Arctic and Offshore Patrol Ships are named after Canadian naval heroes who displayed outstanding leadership and heroism while serving in the navy during wartime. Margaret Brooke’s courage and self-sacrifice have inspired, and will continue to inspire, generations of Canadian naval personnel for years to come.

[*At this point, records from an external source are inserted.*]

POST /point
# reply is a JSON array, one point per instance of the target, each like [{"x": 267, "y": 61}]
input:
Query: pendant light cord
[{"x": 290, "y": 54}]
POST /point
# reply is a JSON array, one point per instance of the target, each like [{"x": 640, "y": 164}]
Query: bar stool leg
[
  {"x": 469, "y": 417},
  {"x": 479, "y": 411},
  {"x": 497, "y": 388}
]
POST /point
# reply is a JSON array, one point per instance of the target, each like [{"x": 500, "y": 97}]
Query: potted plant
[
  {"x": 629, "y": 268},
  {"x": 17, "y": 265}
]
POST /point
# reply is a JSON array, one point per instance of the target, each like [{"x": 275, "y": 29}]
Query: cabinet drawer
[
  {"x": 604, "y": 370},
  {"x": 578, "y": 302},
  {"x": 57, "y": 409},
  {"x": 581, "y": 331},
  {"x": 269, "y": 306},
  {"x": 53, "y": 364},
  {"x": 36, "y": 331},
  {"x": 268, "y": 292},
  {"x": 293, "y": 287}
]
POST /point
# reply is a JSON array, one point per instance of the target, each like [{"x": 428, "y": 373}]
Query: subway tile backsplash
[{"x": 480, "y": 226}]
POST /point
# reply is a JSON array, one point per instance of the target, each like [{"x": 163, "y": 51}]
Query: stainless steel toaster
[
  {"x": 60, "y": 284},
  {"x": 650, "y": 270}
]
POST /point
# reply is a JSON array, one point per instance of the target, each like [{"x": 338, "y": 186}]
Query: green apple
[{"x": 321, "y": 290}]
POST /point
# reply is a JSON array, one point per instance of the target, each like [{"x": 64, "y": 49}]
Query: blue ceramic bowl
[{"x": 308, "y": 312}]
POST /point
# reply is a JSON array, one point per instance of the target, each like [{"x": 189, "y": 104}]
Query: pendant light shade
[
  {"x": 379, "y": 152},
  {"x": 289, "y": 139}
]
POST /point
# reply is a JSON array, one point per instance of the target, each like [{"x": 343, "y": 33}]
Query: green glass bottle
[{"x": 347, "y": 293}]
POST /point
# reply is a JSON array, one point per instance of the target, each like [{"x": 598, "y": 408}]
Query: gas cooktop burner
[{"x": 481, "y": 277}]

On October 14, 1942, during a crossing of the Cabot Strait off the coast of Newfoundland, the ferry SS Caribou was torpedoed by the German submarine U-69. The ferry sank in five minutes. Fighting for her own survival, Lieutenant-Commander Brooke (who was a Sub-Lieutenant at the time) did everything humanly possible to save the life of her colleague and friend, Nursing Sister Sub-Lieutenant Agnes Wilkie, while both women clung to ropes on a capsized lifeboat. In spite of LCdr Brooke’s heroic efforts to hang on to her with one arm, her friend succumbed to the frigid water.
For this selfless act, LCdr Brooke was named a Member (Military Division) of the Order of the British Empire.
“I am amazed that my actions as a survivor of the sinking of the SS Caribou led the Royal Canadian Navy to my door,” said LCdr Brooke. “I was honoured to learn … that a new Arctic and Offshore Patrol Ship will carry my name and be known as His Majesty’s Canadian Ship Margaret Brooke.”
In September 2014, it was announced that the forthcoming AOPS would be named to honour prominent Canadians who served with the highest distinction and conspicuous gallantry in the navy. The lead ship was named HMCS Harry DeWolf and the class is known as the Harry DeWolf Class.
The RCN will employ the AOPS to conduct sovereignty and surveillance operations in Canadian waters on all three coasts, including in the Arctic. The AOPS will also be used to support other units of the Canadian Armed Forces in the conduct of maritime-related operations, and to support other government departments in carrying out their mandates, as required.